The exertions were mighty, though. In March, as planned, I planted carrots, onions, lettuce, coriander, and mizuna. Unfortunately, I was paying more attention to the dates on the seed packets, and not enough to the last frost dates, and all those seeds got a blast of wintry temperatures, which seemed to kill everything except the mizuna - and even it's only coming up slowly, although I'll freely admit I have no idea what's normal for it.

In any case, the bed I had dug - with much effort, I might add - for the carrots really isn't suitable for anything but quick-growing summer crops; it's in shade too much in spring and presumably in autumn as well. I'll plant some lettuce there in summer, but for now, it'll have to remain fallow.

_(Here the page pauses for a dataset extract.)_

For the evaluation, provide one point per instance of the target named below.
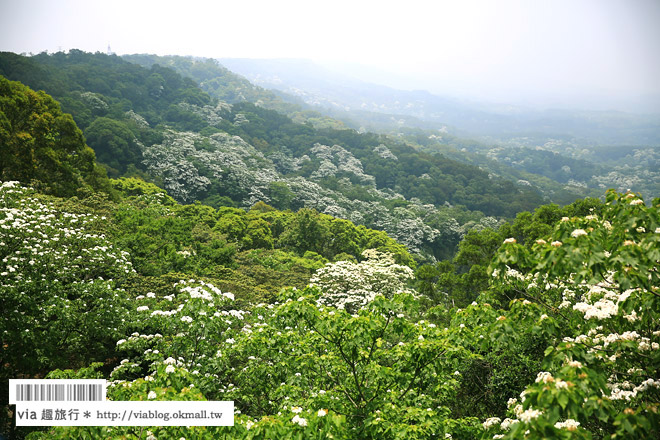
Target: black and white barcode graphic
(56, 390)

So in the past couple of weeks, we've planted: potatoes (of an unknown cultivar, marked as 'good all-purpose potatoes), onions (Stur BC 20, from sets), asparagus (Connover's Colassal, three crowns), more carrots (Early Nantes), two new blueberry bushes, and a decent-sized bed of strawberry plants (Elsanta and Loran). 

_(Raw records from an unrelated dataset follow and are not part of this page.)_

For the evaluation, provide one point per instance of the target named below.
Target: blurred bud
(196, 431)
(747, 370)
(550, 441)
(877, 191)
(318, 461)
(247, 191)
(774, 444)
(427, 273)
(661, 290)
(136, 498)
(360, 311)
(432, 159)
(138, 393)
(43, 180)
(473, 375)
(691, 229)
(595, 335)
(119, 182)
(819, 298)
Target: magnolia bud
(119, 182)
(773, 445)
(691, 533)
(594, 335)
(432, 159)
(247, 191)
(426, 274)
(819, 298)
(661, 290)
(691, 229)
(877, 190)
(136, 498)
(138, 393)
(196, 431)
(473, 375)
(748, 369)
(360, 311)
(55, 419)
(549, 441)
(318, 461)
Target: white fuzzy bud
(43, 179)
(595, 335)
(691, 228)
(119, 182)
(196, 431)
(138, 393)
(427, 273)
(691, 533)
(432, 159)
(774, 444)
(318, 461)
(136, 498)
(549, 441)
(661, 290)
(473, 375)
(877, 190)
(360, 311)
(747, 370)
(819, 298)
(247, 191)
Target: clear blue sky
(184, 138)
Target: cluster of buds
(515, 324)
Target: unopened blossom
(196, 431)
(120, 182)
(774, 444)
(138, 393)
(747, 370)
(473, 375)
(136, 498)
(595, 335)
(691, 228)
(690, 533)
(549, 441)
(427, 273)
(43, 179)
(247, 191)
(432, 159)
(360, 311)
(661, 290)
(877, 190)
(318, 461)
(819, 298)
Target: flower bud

We also put in a twisted hazel (Corylus Contorta) and a weeping birch (Betula pendula Youngii) at the front, removing a rather inappropriate small palm and some shurbs of unknown provenance to make room.  

We still have a variety of herbs, pumpkins, and tomatoes to plant when the weather warms a bit, or when I work out the logistics of cats and windowsill plantings. In the meantime, I received a gift of two small tomato plants (a Siberian black tomato, apparently) which are doing well on a north-facing and reasonably cat-safe windowsill - alongside last year's surviving sweet pepper, which seems to be having a go at being a perennial. The tomatoes will go outside later in the year, but I think the pepper will stay inside.